Wolffsohn James S, Eperjesi Frank
Neurosciences Research Institute, Aston University, Birmingham, UK.
Clin Exp Optom. 2005 Mar;88(2):97-102. doi: 10.1111/j.1444-0938.2005.tb06674.x.
Prescribing magnification is typically based on distance or near visual acuity. This presumes a constant minimum angle of visual resolution with working distance and therefore enlargement of an object moved to a shorter working distance (relative distance enlargement). This study examines this premise in a visually impaired population.
Distance letter visual acuity was measured prospectively for 380 low vision patients (distance visual acuity between 0.3 and 2.1 logMAR) over the age of 57 years, along with near word visual acuity at an appropriate distance for near lens additions from +4 D to +20 D. Demographic information, the disease causing low vision, contrast sensitivity, visual field and psychological status were also recorded.
Distance letter acuity was significantly related to (r = 0.84) but on average 0.1 +/- 0.2 logMAR better (1 +/- 2 lines on a logMAR chart) than near word acuity at 25 cm with a +4 D lens addition. In 39.8 per cent of patients, near word acuity was more than 0.1 logMAR worse than distance letter acuity.
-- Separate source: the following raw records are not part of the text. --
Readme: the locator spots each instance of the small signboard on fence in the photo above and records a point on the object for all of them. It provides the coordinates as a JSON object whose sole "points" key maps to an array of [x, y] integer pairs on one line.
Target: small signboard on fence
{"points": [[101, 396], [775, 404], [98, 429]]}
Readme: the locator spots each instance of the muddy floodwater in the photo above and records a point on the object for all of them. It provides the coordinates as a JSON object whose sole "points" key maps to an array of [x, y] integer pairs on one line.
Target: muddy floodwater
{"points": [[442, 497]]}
In 11.0 per cent of subjects, near visual acuity was more than 0.1 logMAR better than distance letter acuity. The group with near word acuity worse than distance letter acuity also had lower contrast sensitivity. The group with near word acuity better than distance letter acuity was less likely to have age-related macular degeneration. Smaller print size could be read by reducing working distance (achieved by using higher near lens additions) in 86.1 per cent, although not by as much as predicted by geometric progression in 14.5 per cent.
Although distance letter and near word acuity are highly related, they are on average 1 logMAR line different and this varies significantly between individuals. Near word acuity did not increase linearly with relative distance enlargement in approximately one in seven visually impaired, suggesting that the measurement of visual resolution over a range of working distances will assist appropriate prescribing of magnification aids.
处方放大倍数通常基于远视力或近视力。这假定视觉分辨的最小角度在工作距离上保持恒定,因此当物体移至更近的工作距离时会放大(相对距离放大)。本研究在视力受损人群中检验这一前提。
前瞻性地测量了380名年龄超过57岁的低视力患者(远视力在0.3至2.1 logMAR之间)的远字母视力,以及在添加+4 D至+20 D近用镜片时适当距离下的近单词视力。还记录了人口统计学信息、导致低视力的疾病、对比敏感度、视野和心理状态。
远字母视力与(r = 0.84)显著相关,但平均比添加+4 D镜片时25 cm处的近单词视力好0.1 +/- 0.2 logMAR(在logMAR图表上相差1 +/- 2行)。在39.8%的患者中,近单词视力比远字母视力差超过0.1 logMAR。在11.0%的受试者中,近视力比远视力好超过0.1 logMAR。近单词视力比远字母视力差的组对比敏感度也较低。近单词视力比远字母视力好的组患年龄相关性黄斑变性的可能性较小。86.1%的患者通过缩短工作距离(通过使用更高度数的近用镜片实现)可以阅读更小字号的字体,尽管在14.5%的患者中缩小程度未达到几何级数预测的程度。
尽管远字母视力和近单词视力高度相关,但它们平均相差1 logMAR行,且个体之间差异显著。在大约七分之一的视力受损者中,近单词视力并未随着相对距离放大而线性增加,这表明在一系列工作距离上测量视觉分辨力将有助于合适地开具放大辅助器具的处方。